Lors d'une conférence de presse commune avec le ministre
français des affaires étrangères, Dominique
de Villepin, qualifié de "grand poète et
intellectuel", M. Chalgham a également sollicité
la France pour que "le sang cesse de couler en Palestine"
et que "le peuple irakien recouvre sa souveraineté".
"Nous voulons une coopération économique
avec vous. Nous voulons un partenariat (...). C'est un choix de
civilisation", a ajouté le ministre, qui affirmé
avoir mis au point, lors d'une rencontre avec des patrons dont
les entreprises opèrent en Libye, "une sorte de
"feuille de route" pour la coopération à
long terme".
"Les relations bilatérales étaient bonnes
: elles seront désormais excellentes.
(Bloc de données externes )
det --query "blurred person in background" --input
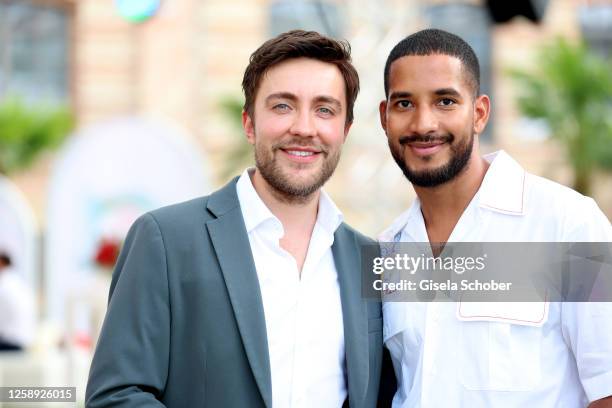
[86,30,392,408]
[0,252,36,351]
[380,29,612,408]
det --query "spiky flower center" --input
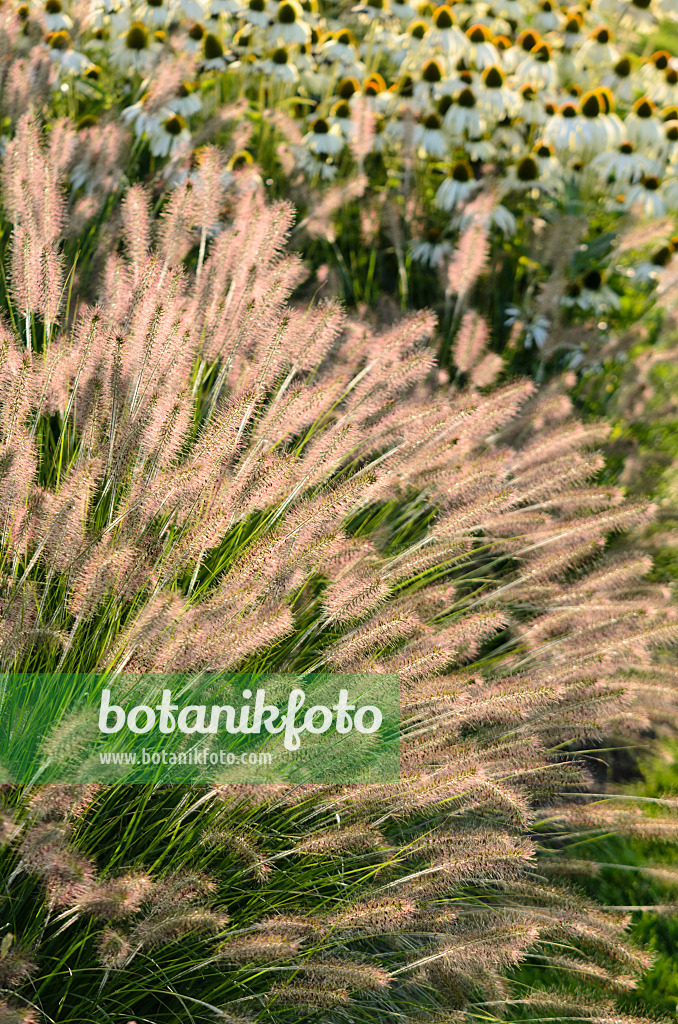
[203,32,223,60]
[125,22,149,50]
[633,97,654,121]
[163,114,186,135]
[337,78,361,99]
[433,6,455,31]
[47,29,71,50]
[278,3,297,25]
[582,92,600,118]
[424,114,440,131]
[421,60,442,83]
[583,270,602,292]
[516,157,539,181]
[482,65,504,89]
[466,25,491,44]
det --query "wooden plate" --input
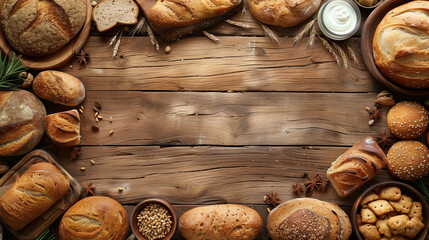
[0,0,92,70]
[361,0,429,96]
[0,150,82,239]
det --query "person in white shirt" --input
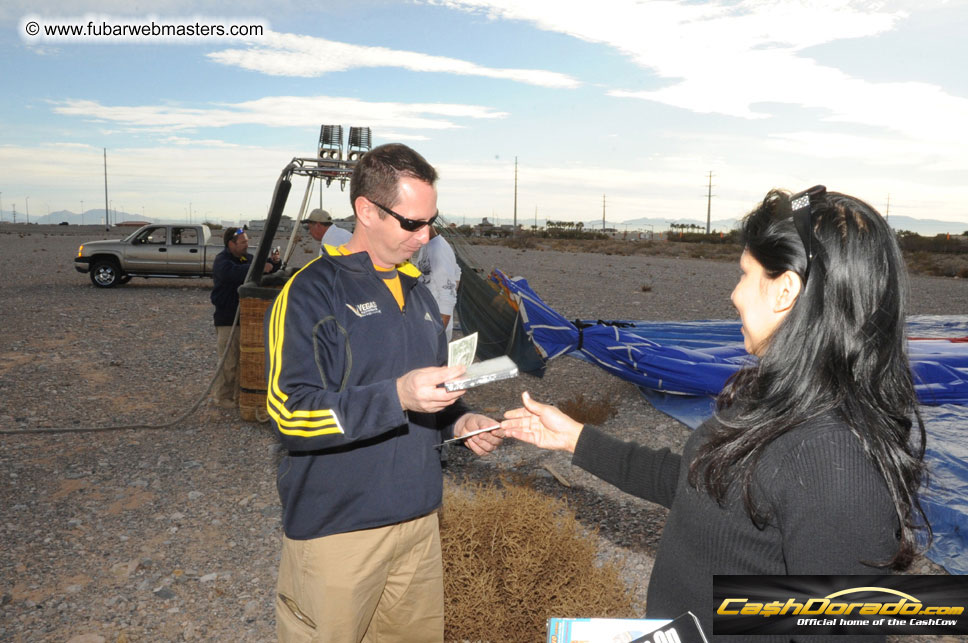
[412,226,460,342]
[306,208,353,254]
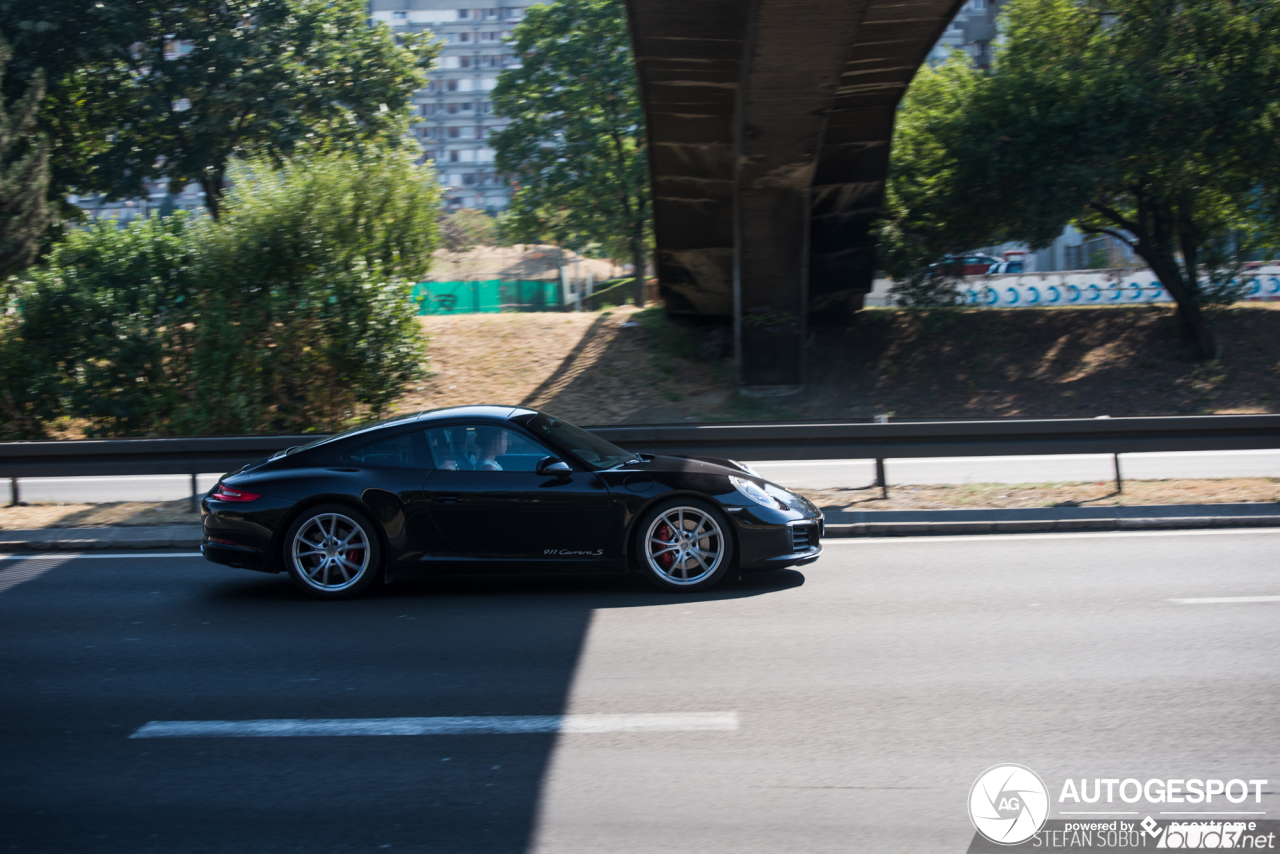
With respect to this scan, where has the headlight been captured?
[728,475,791,510]
[764,481,800,510]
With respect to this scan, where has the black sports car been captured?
[201,406,823,599]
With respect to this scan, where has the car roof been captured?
[417,403,536,421]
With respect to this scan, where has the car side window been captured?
[426,424,552,471]
[342,430,431,469]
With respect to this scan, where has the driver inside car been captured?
[476,428,507,471]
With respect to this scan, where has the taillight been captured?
[210,484,261,502]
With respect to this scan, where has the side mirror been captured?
[534,457,573,478]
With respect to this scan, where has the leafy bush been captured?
[196,155,439,433]
[0,154,439,438]
[4,214,196,435]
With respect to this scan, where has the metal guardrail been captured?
[593,415,1280,460]
[0,415,1280,502]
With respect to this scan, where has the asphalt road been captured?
[0,530,1280,854]
[5,451,1280,502]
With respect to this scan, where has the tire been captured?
[635,497,735,593]
[280,504,383,599]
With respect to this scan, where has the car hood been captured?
[618,453,758,480]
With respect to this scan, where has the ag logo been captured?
[969,764,1048,845]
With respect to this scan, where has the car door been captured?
[424,424,621,571]
[339,428,448,574]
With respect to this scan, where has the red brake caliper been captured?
[658,522,676,570]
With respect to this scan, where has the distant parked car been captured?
[987,256,1027,275]
[929,252,1002,275]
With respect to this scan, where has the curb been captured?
[0,525,204,553]
[823,516,1280,538]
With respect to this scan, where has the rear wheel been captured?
[283,504,383,599]
[636,498,733,592]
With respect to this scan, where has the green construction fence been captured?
[413,279,563,315]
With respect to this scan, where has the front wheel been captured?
[283,504,383,599]
[636,498,733,593]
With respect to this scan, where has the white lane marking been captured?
[129,712,737,739]
[822,522,1280,548]
[0,552,204,561]
[1170,597,1280,604]
[0,554,67,593]
[22,471,221,485]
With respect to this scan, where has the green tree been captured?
[493,0,652,306]
[0,41,54,295]
[0,0,435,218]
[0,151,439,438]
[882,0,1280,359]
[193,151,440,433]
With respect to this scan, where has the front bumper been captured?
[736,515,823,572]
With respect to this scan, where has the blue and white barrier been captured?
[865,264,1280,309]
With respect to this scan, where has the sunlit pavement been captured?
[0,530,1280,854]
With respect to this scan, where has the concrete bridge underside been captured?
[626,0,963,387]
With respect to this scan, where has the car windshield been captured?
[527,415,636,469]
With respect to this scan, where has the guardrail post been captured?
[876,414,888,501]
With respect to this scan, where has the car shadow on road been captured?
[57,570,805,854]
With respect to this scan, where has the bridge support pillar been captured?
[626,0,963,387]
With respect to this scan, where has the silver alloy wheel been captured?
[289,513,372,593]
[644,507,724,585]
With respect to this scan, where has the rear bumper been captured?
[200,539,272,572]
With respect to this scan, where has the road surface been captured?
[0,530,1280,854]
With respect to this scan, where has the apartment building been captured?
[927,0,1007,68]
[370,0,525,213]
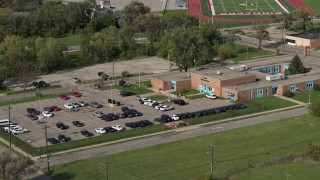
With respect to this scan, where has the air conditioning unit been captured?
[230,64,248,71]
[266,73,284,81]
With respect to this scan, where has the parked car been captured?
[72,121,84,127]
[59,94,70,100]
[104,127,117,133]
[47,138,59,144]
[71,103,80,108]
[90,101,102,109]
[173,99,186,105]
[206,94,218,99]
[160,105,172,111]
[43,107,53,112]
[111,125,125,131]
[78,101,88,107]
[50,106,61,111]
[80,130,93,137]
[27,108,40,115]
[64,103,74,109]
[42,111,53,117]
[119,91,135,97]
[170,114,180,121]
[27,114,38,120]
[56,122,68,130]
[108,113,118,120]
[93,112,104,118]
[94,128,107,134]
[72,77,81,83]
[71,92,81,97]
[58,134,71,142]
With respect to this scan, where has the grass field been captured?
[47,116,320,180]
[230,44,276,61]
[201,0,298,18]
[291,91,320,103]
[302,0,320,16]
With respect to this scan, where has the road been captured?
[35,107,307,167]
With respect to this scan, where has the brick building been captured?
[151,64,320,101]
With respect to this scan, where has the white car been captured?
[206,94,218,99]
[154,103,164,109]
[64,103,74,109]
[72,77,81,83]
[71,103,80,108]
[42,111,53,117]
[170,114,180,121]
[160,105,172,111]
[111,125,124,131]
[78,101,88,107]
[94,128,107,134]
[93,112,103,118]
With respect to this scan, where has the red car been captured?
[50,106,60,111]
[59,94,69,100]
[71,92,81,97]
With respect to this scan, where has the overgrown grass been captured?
[7,85,61,95]
[57,34,82,46]
[45,116,320,180]
[185,96,296,124]
[291,91,320,103]
[98,84,153,94]
[230,44,276,61]
[172,89,199,96]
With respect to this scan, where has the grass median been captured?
[46,116,320,180]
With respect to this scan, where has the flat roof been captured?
[193,67,252,80]
[287,34,320,39]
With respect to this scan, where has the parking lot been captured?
[0,90,230,147]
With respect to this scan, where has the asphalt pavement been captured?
[35,107,307,167]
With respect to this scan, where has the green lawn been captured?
[98,84,153,94]
[46,116,320,180]
[185,96,296,125]
[291,91,320,103]
[57,34,81,46]
[230,44,276,61]
[303,0,320,16]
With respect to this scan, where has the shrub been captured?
[283,91,294,97]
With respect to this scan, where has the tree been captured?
[288,55,306,75]
[121,1,150,25]
[293,8,312,33]
[0,151,35,180]
[308,101,320,117]
[253,24,270,49]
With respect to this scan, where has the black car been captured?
[47,138,59,144]
[27,108,40,115]
[119,91,135,97]
[80,130,93,137]
[43,107,53,112]
[173,99,186,105]
[104,127,117,133]
[56,122,68,130]
[72,121,84,127]
[125,122,139,128]
[27,114,38,120]
[90,101,102,109]
[58,134,71,142]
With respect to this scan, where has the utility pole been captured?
[8,105,12,149]
[44,125,50,172]
[210,144,214,178]
[101,162,109,180]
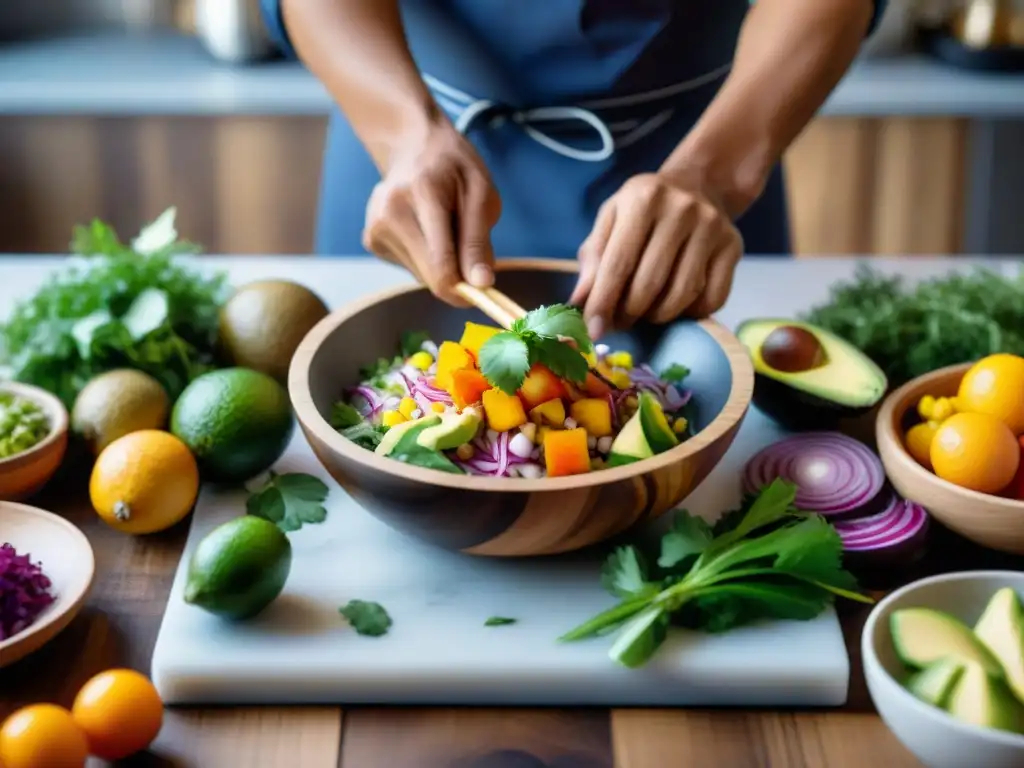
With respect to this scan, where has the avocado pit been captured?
[761,326,828,374]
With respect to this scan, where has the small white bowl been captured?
[0,501,96,667]
[860,570,1024,768]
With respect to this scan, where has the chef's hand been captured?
[570,173,743,338]
[362,122,501,306]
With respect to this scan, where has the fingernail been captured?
[469,264,495,288]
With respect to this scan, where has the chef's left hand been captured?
[569,173,743,339]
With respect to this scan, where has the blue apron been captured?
[262,0,883,258]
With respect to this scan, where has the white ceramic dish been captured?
[0,502,95,667]
[861,570,1024,768]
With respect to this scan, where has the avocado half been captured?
[736,317,889,431]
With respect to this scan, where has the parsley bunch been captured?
[479,304,594,394]
[561,479,871,667]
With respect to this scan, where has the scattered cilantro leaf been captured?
[520,304,594,353]
[480,331,529,394]
[246,471,330,532]
[560,479,871,668]
[660,362,690,384]
[331,400,362,430]
[0,208,228,409]
[399,331,430,357]
[338,600,392,637]
[657,510,712,570]
[530,338,590,384]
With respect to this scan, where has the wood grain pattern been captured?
[288,259,754,557]
[785,118,968,255]
[0,117,969,255]
[876,362,1024,555]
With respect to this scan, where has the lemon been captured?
[89,429,199,534]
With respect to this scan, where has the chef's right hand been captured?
[362,121,501,306]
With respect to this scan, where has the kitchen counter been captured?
[0,34,1024,119]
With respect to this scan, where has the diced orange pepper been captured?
[482,387,526,432]
[449,368,490,410]
[459,323,502,357]
[529,397,565,427]
[544,427,590,477]
[434,341,474,392]
[569,397,611,437]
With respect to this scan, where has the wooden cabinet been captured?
[0,117,967,255]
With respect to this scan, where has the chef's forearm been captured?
[282,0,445,172]
[663,0,873,216]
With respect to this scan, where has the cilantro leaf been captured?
[520,304,594,353]
[659,362,690,384]
[331,400,362,430]
[529,338,590,384]
[480,331,530,394]
[399,331,430,357]
[657,509,712,571]
[246,471,330,532]
[338,600,392,637]
[601,547,658,598]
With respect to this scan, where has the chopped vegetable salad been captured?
[331,305,693,478]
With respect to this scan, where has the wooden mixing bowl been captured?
[874,362,1024,555]
[289,259,754,557]
[0,382,69,502]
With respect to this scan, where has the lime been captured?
[184,515,292,621]
[171,368,295,482]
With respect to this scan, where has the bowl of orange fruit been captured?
[876,353,1024,554]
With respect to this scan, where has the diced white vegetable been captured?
[509,432,534,459]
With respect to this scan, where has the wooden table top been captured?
[0,256,1024,768]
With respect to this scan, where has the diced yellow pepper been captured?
[529,397,565,427]
[381,411,409,427]
[569,397,611,437]
[409,351,434,371]
[604,352,633,371]
[482,387,526,432]
[398,397,419,419]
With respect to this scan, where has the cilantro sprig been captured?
[479,304,594,394]
[560,479,871,667]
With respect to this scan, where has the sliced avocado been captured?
[637,392,679,454]
[374,414,441,456]
[608,409,654,467]
[736,317,889,430]
[906,658,964,710]
[946,664,1024,733]
[974,587,1024,703]
[416,409,481,451]
[889,608,1002,677]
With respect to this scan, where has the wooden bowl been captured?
[289,259,754,557]
[0,501,96,667]
[874,362,1024,555]
[0,382,69,502]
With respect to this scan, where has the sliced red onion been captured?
[743,432,885,519]
[835,499,930,552]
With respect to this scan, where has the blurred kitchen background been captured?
[0,0,1024,256]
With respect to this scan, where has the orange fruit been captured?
[904,421,939,469]
[89,429,199,534]
[71,670,164,760]
[956,354,1024,434]
[0,703,89,768]
[929,413,1021,494]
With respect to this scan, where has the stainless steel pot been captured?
[196,0,273,63]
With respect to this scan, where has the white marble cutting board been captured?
[152,409,849,706]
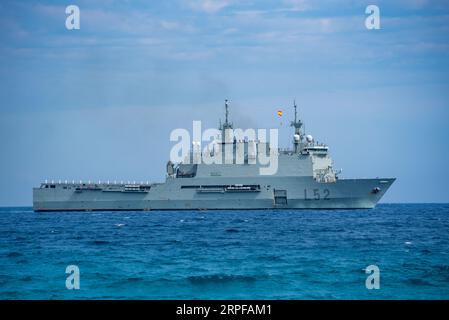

Le maillon qui nous
assemble est la Méditerranée et le groupe "5
+ 5" -Maghreb-Europe-", a insisté M. Chalgham,
ajoutant qu'entre un espace méditerranéen "livré
au terrorisme et à l'obscurantisme médiéval"
ou empreint de "tolérance, de paix et de justice",
la Libye a définitivement opté pour le second terme.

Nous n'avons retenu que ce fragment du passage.